A total of 136 Covid beds in Satkhira Medical College Hospital have already been occupied, reported the New Age correspondent in Satkhira.
The Institute of Epidemiology Disease Control and Research confirmed the presence of the delta variant in Bangladesh in early May, just before the fresh surge in Covid cases started.
Rangpur is the last division to experience a spike in Covid cases with 21 of its 35 ICU beds filled. Twelve of the vacant ICU seats are at private hospitals.
About 70 per cent of the Covid beds in M Abdur Rahim Medical College Hospital in Dinajpur and Thakurgaon district hospital are occupied.
Government data showed that three of the eight districts in Rangpur division lack ICU facilities.
The districts of Kurigram, Nilphamari and Panchagarh do not have access to central oxygen either.
The overall test positivity rate in Bangladesh in the 24-hour period till 8:00 am Sunday stood at 12.99 per cent after the testing of 18,749 samples, according to the Directorate General of Health Services.
Besides, the country logged 47 deaths in the 24 hours with the overall Covid death figure reaching 13,118 since the diseases was first detected in March last year.
‘Infection is on the rise and there is no sign of it letting up,’ said DGHS line director Nazmul Islam at a press briefing on Sunday. He asked people to strictly follow the health guideline, especially in areas where the infection rate is high.

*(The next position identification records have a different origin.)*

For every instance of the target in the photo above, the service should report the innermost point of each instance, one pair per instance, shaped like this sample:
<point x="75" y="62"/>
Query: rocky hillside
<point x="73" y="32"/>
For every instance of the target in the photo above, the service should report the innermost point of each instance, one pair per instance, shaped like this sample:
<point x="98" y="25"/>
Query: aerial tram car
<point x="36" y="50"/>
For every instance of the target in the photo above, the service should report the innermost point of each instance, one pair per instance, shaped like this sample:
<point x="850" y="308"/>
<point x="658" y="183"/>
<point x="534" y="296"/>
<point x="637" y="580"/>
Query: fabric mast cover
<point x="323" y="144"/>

Thirty-two of the fresh dead were men while the rest were women.
Government hospitals recorded 42 new deaths and private hospitals three while two others died at home.
Division-wise, Dhaka recorded the highest 15 deaths, followed by Chattogram with nine deaths, Khulna with eight deaths, Rajshahi with six deaths, Rangpur with four deaths, Sylhet and Mymensingh with two deaths each and Barishal with one death.
Age-wise, 29 of the fresh deceased were above 60 years while eight were between 51 years and 60 years, four between 41 years and 50 years, five between 31 years and 40 years and one between 21 years and 30 years, said the DGHS update.
Although the government officially continued to claim that there was enough of everything for treating Covid cases, the local accounts of the situation differed.
‘It is almost over two weeks we have been seeing several of our acquaintances die every day,’ said Farid Ahmed, chairman Srimantapur union, Naogaon.
His 23-year-old niece, Golam Morshed, an asthma patient as well, has been in an ICU for over a week.
Morshe’ds family spent about Tk 50,000 a day for treating him at a private hospital for five days before transferring him to the RMCH eventually.
‘The poor would have to suffer and die silently. Nobody cares about them,’ said Farid.
More than 5.5 crore people live in the three bordering division with high positivity rates. The DGHS daily update said that the positivity rate stood at 37 per cent in Khulna, 28 per cent in Rangpur and 18 per cent in Rajshahi in the 24 hours until Sunday morning.